We were headed for the Church of the Annunciation in Nazareth. Here an angel told the Virgin Mary that she would give birth to Jesus. Nazareth, in recent years, has grown into one of the largest Arabic cities in Israel, with a population of about 80,000. The Basilica of the Annunciation was built over the reputed site of the angel Gabriel's announcement to Mary. It is a beautiful 2-story building with a spire that towers high over the city. It is built over the ruins of several other churches that have stood there in the past. The interior of the building is decorated with murals that portray scenes in the life of Christ during his growing-up years in Nazareth.

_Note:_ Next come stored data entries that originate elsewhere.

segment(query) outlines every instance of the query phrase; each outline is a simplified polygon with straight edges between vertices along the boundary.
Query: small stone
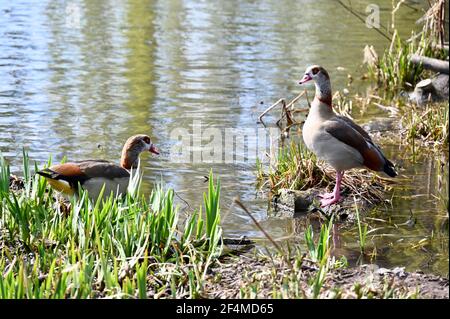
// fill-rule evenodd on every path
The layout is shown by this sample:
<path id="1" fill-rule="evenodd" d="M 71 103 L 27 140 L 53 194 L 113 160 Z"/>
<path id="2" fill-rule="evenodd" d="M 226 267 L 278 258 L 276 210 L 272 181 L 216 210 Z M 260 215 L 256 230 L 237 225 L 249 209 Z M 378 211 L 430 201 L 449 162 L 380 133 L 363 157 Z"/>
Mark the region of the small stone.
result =
<path id="1" fill-rule="evenodd" d="M 387 269 L 387 268 L 379 268 L 379 269 L 377 269 L 375 271 L 375 273 L 378 274 L 378 275 L 384 275 L 384 274 L 389 273 L 389 272 L 391 272 L 391 271 L 389 269 Z"/>

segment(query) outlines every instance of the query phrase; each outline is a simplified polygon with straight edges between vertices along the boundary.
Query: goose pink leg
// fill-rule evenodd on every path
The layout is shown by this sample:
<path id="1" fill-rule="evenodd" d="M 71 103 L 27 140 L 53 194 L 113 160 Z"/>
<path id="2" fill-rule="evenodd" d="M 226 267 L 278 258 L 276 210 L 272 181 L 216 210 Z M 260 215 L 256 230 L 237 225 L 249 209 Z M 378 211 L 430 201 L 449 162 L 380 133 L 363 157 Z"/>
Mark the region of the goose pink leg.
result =
<path id="1" fill-rule="evenodd" d="M 334 191 L 332 191 L 331 193 L 320 194 L 318 196 L 322 199 L 330 199 L 334 197 Z"/>
<path id="2" fill-rule="evenodd" d="M 320 201 L 321 207 L 326 207 L 331 204 L 337 203 L 341 200 L 341 181 L 344 172 L 336 171 L 336 185 L 334 185 L 334 190 L 332 193 L 323 194 L 322 200 Z"/>

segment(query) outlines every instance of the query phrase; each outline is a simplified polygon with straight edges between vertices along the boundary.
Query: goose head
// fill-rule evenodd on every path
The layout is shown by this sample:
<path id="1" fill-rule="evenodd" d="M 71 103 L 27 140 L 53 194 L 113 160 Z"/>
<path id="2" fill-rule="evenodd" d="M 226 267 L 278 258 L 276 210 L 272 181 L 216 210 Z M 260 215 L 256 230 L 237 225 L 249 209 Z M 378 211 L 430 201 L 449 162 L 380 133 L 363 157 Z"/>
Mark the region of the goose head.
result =
<path id="1" fill-rule="evenodd" d="M 311 65 L 306 68 L 303 78 L 299 84 L 304 84 L 309 81 L 314 81 L 316 86 L 315 97 L 324 104 L 331 107 L 332 95 L 331 95 L 331 81 L 327 70 L 320 65 Z"/>
<path id="2" fill-rule="evenodd" d="M 330 76 L 327 70 L 325 70 L 320 65 L 311 65 L 306 68 L 303 78 L 298 82 L 299 84 L 304 84 L 313 80 L 317 85 L 327 84 L 330 82 Z"/>
<path id="3" fill-rule="evenodd" d="M 148 135 L 138 134 L 131 136 L 123 146 L 120 165 L 126 169 L 135 168 L 139 155 L 143 152 L 159 155 L 158 148 L 152 143 Z"/>

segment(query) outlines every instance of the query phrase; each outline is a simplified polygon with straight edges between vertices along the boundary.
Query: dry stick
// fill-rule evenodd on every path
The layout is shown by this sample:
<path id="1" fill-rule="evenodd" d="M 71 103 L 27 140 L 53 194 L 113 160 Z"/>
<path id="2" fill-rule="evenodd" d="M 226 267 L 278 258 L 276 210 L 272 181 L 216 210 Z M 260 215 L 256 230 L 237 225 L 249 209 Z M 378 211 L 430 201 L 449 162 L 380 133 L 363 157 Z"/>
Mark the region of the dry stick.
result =
<path id="1" fill-rule="evenodd" d="M 281 140 L 282 140 L 283 145 L 284 145 L 285 137 L 287 137 L 287 138 L 289 137 L 290 128 L 292 126 L 294 126 L 294 125 L 300 125 L 302 123 L 302 122 L 297 122 L 297 121 L 294 120 L 293 113 L 295 113 L 295 111 L 301 111 L 301 112 L 308 111 L 308 109 L 295 110 L 293 108 L 294 103 L 296 103 L 305 94 L 306 94 L 306 90 L 303 90 L 294 99 L 292 99 L 287 105 L 286 105 L 286 101 L 285 100 L 281 101 L 281 105 L 282 105 L 281 117 L 277 121 L 276 125 L 278 126 L 278 128 L 282 132 L 281 133 Z M 308 101 L 308 104 L 309 104 L 309 101 Z M 286 127 L 283 129 L 282 121 L 283 121 L 284 118 L 286 118 Z"/>
<path id="2" fill-rule="evenodd" d="M 277 106 L 278 104 L 280 104 L 281 101 L 284 101 L 284 99 L 279 99 L 279 100 L 276 101 L 274 104 L 272 104 L 271 106 L 269 106 L 264 112 L 262 112 L 261 115 L 258 116 L 258 121 L 264 124 L 264 122 L 262 121 L 262 117 L 263 117 L 264 115 L 266 115 L 268 112 L 270 112 L 273 108 L 275 108 L 275 106 Z"/>
<path id="3" fill-rule="evenodd" d="M 278 128 L 280 129 L 280 131 L 283 130 L 281 122 L 283 121 L 285 115 L 287 115 L 286 114 L 286 101 L 284 99 L 282 99 L 281 100 L 281 116 L 276 123 Z"/>
<path id="4" fill-rule="evenodd" d="M 372 104 L 377 106 L 379 109 L 381 109 L 383 111 L 388 111 L 392 114 L 398 114 L 398 112 L 399 112 L 398 108 L 393 107 L 393 106 L 385 106 L 385 105 L 377 103 L 377 102 L 372 102 Z"/>
<path id="5" fill-rule="evenodd" d="M 293 123 L 295 123 L 295 121 L 292 119 L 291 111 L 287 108 L 286 105 L 283 105 L 283 110 L 284 113 L 286 114 L 286 126 L 290 126 Z"/>
<path id="6" fill-rule="evenodd" d="M 292 104 L 292 102 L 290 104 Z M 285 117 L 286 117 L 286 127 L 283 129 L 282 121 Z M 286 107 L 286 102 L 282 101 L 281 118 L 277 121 L 277 126 L 280 129 L 280 131 L 282 132 L 281 139 L 283 141 L 283 145 L 284 145 L 284 138 L 289 137 L 288 134 L 289 134 L 290 127 L 293 125 L 298 125 L 298 124 L 301 124 L 301 123 L 296 122 L 292 119 L 291 111 Z M 286 135 L 283 135 L 283 134 L 286 134 Z"/>
<path id="7" fill-rule="evenodd" d="M 311 102 L 309 101 L 308 92 L 306 90 L 304 92 L 305 92 L 306 102 L 308 102 L 308 108 L 311 108 Z"/>
<path id="8" fill-rule="evenodd" d="M 264 236 L 267 237 L 267 239 L 270 240 L 270 242 L 276 247 L 276 249 L 280 252 L 283 253 L 283 250 L 281 249 L 281 247 L 275 242 L 275 240 L 273 240 L 273 238 L 264 230 L 264 228 L 261 227 L 261 225 L 258 223 L 258 221 L 256 220 L 255 217 L 253 217 L 253 215 L 250 213 L 250 211 L 247 209 L 247 207 L 244 206 L 244 204 L 242 204 L 242 202 L 239 200 L 239 198 L 235 198 L 234 202 L 240 207 L 242 208 L 248 216 L 250 216 L 250 218 L 252 219 L 252 221 L 255 223 L 256 227 L 259 228 L 260 231 L 262 231 L 262 233 L 264 234 Z"/>
<path id="9" fill-rule="evenodd" d="M 186 204 L 186 206 L 187 206 L 187 208 L 189 209 L 189 210 L 192 210 L 192 207 L 191 207 L 191 205 L 189 205 L 189 203 L 183 198 L 183 197 L 181 197 L 177 192 L 175 192 L 174 191 L 174 193 L 175 193 L 175 196 L 177 196 L 179 199 L 181 199 L 185 204 Z"/>
<path id="10" fill-rule="evenodd" d="M 286 261 L 286 264 L 289 266 L 289 268 L 293 269 L 291 263 L 289 262 L 289 260 L 286 257 L 286 254 L 283 252 L 283 249 L 281 249 L 281 247 L 276 243 L 275 240 L 273 240 L 273 238 L 264 230 L 264 228 L 261 227 L 261 225 L 258 223 L 258 221 L 255 219 L 255 217 L 253 217 L 253 215 L 249 212 L 249 210 L 247 209 L 247 207 L 244 206 L 244 204 L 242 204 L 242 202 L 239 200 L 239 198 L 235 198 L 234 202 L 240 207 L 242 208 L 242 210 L 244 210 L 244 212 L 247 213 L 248 216 L 250 216 L 250 218 L 252 219 L 252 221 L 255 223 L 256 227 L 258 227 L 258 229 L 260 231 L 262 231 L 262 233 L 264 234 L 264 236 L 267 237 L 267 239 L 275 246 L 275 248 L 278 250 L 278 252 L 281 254 L 281 256 L 283 256 L 283 258 Z"/>
<path id="11" fill-rule="evenodd" d="M 301 122 L 294 122 L 294 123 L 292 123 L 291 125 L 288 125 L 288 126 L 286 126 L 286 131 L 287 130 L 289 130 L 291 127 L 294 127 L 294 126 L 296 126 L 296 125 L 301 125 L 301 124 L 303 124 L 304 123 L 304 121 L 301 121 Z"/>
<path id="12" fill-rule="evenodd" d="M 269 106 L 266 110 L 264 110 L 264 112 L 261 113 L 261 115 L 258 116 L 258 121 L 261 122 L 264 125 L 264 122 L 262 120 L 263 116 L 265 116 L 267 113 L 269 113 L 270 111 L 272 111 L 276 106 L 278 106 L 278 104 L 283 103 L 284 107 L 286 109 L 288 109 L 291 105 L 293 105 L 295 102 L 297 102 L 304 94 L 305 94 L 306 90 L 302 91 L 299 95 L 297 95 L 292 101 L 290 101 L 287 105 L 286 105 L 286 101 L 284 99 L 279 99 L 278 101 L 276 101 L 274 104 L 272 104 L 271 106 Z"/>
<path id="13" fill-rule="evenodd" d="M 291 102 L 289 102 L 288 105 L 286 105 L 286 108 L 289 108 L 292 104 L 297 102 L 304 94 L 306 93 L 306 90 L 303 90 L 299 95 L 297 95 Z"/>
<path id="14" fill-rule="evenodd" d="M 398 9 L 400 9 L 400 6 L 405 2 L 405 0 L 400 0 L 397 5 L 395 6 L 395 8 L 391 11 L 391 28 L 394 29 L 395 28 L 395 13 L 398 11 Z"/>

Our last stop for the day was Cana, now the modern Arabic village of Kafr Kanna, where Christ turned water into wine at a wedding feast. Father Houk conducted several vow-renewals among the couples there and served Communion at an outdoor chapel at the Wedding Church. I was allowed to read Scriptures at the service, and all of us took Communion with him. Very festive and excellently and rapidly put together by Father Houk, who bought Cana wine, some pita bread and a goblet to conduct the service, among the occasional peal of bells, a late afternoon mellow sky, and the flight of birds. A very special place. On the way back we stopped in at a beautiful Greek Orthodox Church around the corner, which had a fountain and the sounds of a men's choir singing vespers in beautiful harmony. A moment to be frozen in time!
Tonight we are in the Restal Hotel in Tiberius, a town I will describe tomorrow, on the shores of the Sea of Galilee. It is a privilege to be here--how I wish I could transport you all here. More tomorrow--one thing on the agenda is a boat ride in the Sea of Galilee!